I asked Miss Ruby, “Will you miss it?”

She took a breath. I saw a tear in her eye. She said, “Yes. But it’s time. I was going to go last year, and they talked me into one more year. It’s time. But yes. I’m going to miss my library and miss my babies.”


She had to run to her meeting and I had to get to the little ones downstairs. But I truly didn’t want to leave the haven she had created. It was such a warm and wonderful expression of love. I thought of colder things. I thought of policy makers who saw a school librarian as someone who puts a book on the right shelf in the right order and shushes children. Someone who stamps the books. Any volunteer could stamp a book, they think.

I’ve decided that Miss Ruby’s next career ought to be dragging those folks by the ear into her library and explaining to them that she is a master teacher. She is The Teacher for every single child in the school. She would not waste time being patient in telling them that they should start with her when they think of what students need. She and the classroom teacher work as a powerful team charting a path to new worlds for their students and the school library is the rocket ship that takes them where they want to go.

My goodness, Miss Ruby, you do inspire me! I know many school librarians who can get the blues over those who don’t understand the importance of their work. But you refused to keep the black carpet in that dull, dark room. You refused beige walls and grey shelves. You made your library shine like a ruby. Because of you, the students enter a world that makes them smile and Brown is tickled pink.
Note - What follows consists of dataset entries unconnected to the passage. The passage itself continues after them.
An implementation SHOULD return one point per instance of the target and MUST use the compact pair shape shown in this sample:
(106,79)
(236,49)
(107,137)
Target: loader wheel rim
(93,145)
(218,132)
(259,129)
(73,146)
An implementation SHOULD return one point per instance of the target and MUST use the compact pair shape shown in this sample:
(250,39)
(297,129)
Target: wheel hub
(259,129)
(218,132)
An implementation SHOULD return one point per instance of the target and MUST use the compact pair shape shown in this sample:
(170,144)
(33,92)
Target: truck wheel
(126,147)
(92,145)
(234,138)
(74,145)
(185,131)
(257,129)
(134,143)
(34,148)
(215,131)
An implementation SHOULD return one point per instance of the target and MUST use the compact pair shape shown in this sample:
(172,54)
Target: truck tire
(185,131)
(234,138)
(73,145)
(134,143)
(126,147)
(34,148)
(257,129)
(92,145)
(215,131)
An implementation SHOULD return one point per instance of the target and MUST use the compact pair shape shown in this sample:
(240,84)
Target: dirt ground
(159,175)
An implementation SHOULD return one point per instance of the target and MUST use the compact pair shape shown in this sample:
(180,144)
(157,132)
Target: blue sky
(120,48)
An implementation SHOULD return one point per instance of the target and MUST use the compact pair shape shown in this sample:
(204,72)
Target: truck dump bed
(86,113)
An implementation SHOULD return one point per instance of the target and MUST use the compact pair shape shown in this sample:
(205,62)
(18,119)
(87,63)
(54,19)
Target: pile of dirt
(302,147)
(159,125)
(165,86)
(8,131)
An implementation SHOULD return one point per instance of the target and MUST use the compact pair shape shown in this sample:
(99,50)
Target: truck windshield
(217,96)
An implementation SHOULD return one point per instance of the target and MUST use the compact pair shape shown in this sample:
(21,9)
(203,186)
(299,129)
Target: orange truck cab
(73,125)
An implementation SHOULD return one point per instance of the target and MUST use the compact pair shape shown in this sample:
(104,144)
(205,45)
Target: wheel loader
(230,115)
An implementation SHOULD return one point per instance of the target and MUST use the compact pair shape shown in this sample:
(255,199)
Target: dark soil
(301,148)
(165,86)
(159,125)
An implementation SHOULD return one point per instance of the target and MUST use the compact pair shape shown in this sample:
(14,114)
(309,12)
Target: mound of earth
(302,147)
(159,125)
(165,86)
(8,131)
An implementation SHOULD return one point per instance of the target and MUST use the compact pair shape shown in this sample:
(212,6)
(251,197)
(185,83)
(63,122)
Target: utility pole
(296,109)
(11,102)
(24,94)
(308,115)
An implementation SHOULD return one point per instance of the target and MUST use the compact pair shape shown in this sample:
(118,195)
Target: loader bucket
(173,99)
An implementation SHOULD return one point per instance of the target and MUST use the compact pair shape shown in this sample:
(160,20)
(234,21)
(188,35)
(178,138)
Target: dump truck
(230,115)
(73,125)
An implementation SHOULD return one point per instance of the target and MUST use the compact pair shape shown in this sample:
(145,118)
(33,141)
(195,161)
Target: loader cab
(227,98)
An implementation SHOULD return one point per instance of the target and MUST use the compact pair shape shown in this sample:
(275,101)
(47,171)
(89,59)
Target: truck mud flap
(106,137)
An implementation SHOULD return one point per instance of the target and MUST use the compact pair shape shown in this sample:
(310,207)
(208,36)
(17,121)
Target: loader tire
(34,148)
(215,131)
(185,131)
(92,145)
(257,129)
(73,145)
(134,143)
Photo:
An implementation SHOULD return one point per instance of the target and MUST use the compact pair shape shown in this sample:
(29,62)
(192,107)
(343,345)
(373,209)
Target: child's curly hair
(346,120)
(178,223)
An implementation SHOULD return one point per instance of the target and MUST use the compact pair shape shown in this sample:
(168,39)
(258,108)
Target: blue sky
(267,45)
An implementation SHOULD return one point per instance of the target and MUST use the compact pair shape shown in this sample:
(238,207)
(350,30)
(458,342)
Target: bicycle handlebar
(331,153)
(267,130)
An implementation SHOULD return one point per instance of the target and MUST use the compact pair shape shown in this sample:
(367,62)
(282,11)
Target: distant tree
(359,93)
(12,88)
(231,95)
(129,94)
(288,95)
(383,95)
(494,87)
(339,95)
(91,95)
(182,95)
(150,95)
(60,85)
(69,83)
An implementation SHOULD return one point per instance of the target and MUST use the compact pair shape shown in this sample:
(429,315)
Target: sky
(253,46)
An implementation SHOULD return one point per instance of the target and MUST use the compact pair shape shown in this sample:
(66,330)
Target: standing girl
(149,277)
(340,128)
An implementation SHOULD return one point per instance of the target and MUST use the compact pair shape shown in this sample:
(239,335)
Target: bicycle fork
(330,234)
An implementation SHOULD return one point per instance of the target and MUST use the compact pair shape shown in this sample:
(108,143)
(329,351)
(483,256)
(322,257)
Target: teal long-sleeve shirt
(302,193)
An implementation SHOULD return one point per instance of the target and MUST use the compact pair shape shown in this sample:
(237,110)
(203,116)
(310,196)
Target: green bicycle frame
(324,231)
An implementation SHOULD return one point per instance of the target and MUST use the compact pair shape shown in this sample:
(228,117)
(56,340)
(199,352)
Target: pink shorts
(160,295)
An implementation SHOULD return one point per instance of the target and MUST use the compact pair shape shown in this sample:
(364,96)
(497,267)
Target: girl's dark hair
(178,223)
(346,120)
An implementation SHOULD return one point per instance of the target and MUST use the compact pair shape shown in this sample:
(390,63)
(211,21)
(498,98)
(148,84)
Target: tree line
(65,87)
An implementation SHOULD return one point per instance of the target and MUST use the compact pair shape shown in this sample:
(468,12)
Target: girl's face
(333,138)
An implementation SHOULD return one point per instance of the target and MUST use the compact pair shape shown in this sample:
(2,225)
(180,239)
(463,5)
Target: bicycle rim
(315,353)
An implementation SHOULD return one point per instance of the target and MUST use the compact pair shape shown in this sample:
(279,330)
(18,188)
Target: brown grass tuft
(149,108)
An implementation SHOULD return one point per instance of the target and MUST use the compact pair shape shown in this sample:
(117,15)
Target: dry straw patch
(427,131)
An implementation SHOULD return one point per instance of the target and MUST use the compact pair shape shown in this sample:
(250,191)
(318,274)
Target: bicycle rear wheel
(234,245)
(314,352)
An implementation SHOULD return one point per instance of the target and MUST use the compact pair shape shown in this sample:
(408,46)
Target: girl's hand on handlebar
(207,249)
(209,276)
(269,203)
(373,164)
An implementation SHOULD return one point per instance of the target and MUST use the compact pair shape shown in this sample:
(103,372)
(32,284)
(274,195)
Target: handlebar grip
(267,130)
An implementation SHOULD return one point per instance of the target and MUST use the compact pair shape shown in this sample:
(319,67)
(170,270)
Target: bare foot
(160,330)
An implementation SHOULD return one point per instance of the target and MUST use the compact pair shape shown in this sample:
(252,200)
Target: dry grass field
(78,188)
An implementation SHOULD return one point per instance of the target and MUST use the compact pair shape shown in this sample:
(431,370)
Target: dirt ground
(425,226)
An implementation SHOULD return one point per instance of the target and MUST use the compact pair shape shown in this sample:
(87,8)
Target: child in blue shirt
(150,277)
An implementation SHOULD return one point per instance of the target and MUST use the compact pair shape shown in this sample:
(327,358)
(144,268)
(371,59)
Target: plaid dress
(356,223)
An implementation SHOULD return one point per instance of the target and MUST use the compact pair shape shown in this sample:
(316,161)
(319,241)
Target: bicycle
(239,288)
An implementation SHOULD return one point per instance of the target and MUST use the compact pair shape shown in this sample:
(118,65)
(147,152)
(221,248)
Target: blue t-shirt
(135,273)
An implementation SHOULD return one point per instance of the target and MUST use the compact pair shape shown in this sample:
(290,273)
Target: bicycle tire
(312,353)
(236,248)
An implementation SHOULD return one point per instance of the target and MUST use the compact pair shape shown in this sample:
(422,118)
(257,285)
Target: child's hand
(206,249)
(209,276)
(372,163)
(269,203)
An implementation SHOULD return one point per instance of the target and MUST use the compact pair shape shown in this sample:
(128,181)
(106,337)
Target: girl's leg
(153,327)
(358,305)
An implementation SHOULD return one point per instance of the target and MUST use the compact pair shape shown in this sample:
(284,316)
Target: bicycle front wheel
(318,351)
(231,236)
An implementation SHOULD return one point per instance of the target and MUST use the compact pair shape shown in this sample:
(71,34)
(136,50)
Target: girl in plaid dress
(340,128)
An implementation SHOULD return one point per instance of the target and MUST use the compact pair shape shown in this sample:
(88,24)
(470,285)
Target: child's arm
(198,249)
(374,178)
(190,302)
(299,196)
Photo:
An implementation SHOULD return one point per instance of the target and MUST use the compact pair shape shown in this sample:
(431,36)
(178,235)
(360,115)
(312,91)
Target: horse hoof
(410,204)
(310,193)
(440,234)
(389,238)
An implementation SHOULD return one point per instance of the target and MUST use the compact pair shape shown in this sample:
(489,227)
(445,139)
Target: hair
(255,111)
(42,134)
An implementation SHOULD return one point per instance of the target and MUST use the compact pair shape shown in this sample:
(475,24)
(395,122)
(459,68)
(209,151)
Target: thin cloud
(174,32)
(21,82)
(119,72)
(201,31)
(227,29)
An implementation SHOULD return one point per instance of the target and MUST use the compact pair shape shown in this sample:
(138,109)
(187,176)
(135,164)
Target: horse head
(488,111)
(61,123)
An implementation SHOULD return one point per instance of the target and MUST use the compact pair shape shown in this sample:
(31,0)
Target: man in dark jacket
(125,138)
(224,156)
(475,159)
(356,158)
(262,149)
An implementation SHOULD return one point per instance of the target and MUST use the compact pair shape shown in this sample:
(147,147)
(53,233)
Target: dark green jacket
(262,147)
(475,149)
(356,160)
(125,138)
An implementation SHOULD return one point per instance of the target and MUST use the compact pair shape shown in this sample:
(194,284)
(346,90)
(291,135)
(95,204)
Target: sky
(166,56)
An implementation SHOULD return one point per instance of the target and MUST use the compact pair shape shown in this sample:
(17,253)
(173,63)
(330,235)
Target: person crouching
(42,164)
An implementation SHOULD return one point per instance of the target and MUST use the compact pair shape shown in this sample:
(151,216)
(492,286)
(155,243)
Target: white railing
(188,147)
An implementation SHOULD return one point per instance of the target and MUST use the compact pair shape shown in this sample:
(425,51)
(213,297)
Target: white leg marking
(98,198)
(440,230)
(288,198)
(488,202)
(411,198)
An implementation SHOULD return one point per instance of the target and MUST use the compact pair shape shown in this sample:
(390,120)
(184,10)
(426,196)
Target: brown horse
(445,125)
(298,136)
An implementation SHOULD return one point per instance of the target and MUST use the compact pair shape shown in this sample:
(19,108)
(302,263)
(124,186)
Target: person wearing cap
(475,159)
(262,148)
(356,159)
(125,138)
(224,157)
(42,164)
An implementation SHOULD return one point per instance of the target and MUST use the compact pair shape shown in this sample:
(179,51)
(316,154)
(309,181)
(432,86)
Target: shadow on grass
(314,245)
4 Responses to “Miss Ruby and Her Pretty Pink Pastel Library”

  1. Judi Stack

    Hooray for school librarians!
    I took early retirement when my district kept cutting the library budget and increasing the computer budget.

  2. Pamela McGhee

    Am quite disappointed! I wanted to see pictures….many, marvelous pictures!!!!

  3. Dana H. King

    Thank you, Miss Ruby, for speaking up and insisting that Lily see Brown’s Library Media Center. I retired from a small school system in North Carolina where NONE of the certified library media positions are being filled. Assistants and volunteers are now trying to keep the libraries going… is it any wonder that test scores have dropped there? You brought tears to my eyes and a smile to my face as I listened to the joy you expressed. That was like a homecoming for me. I miss “my children,” too! Gracias!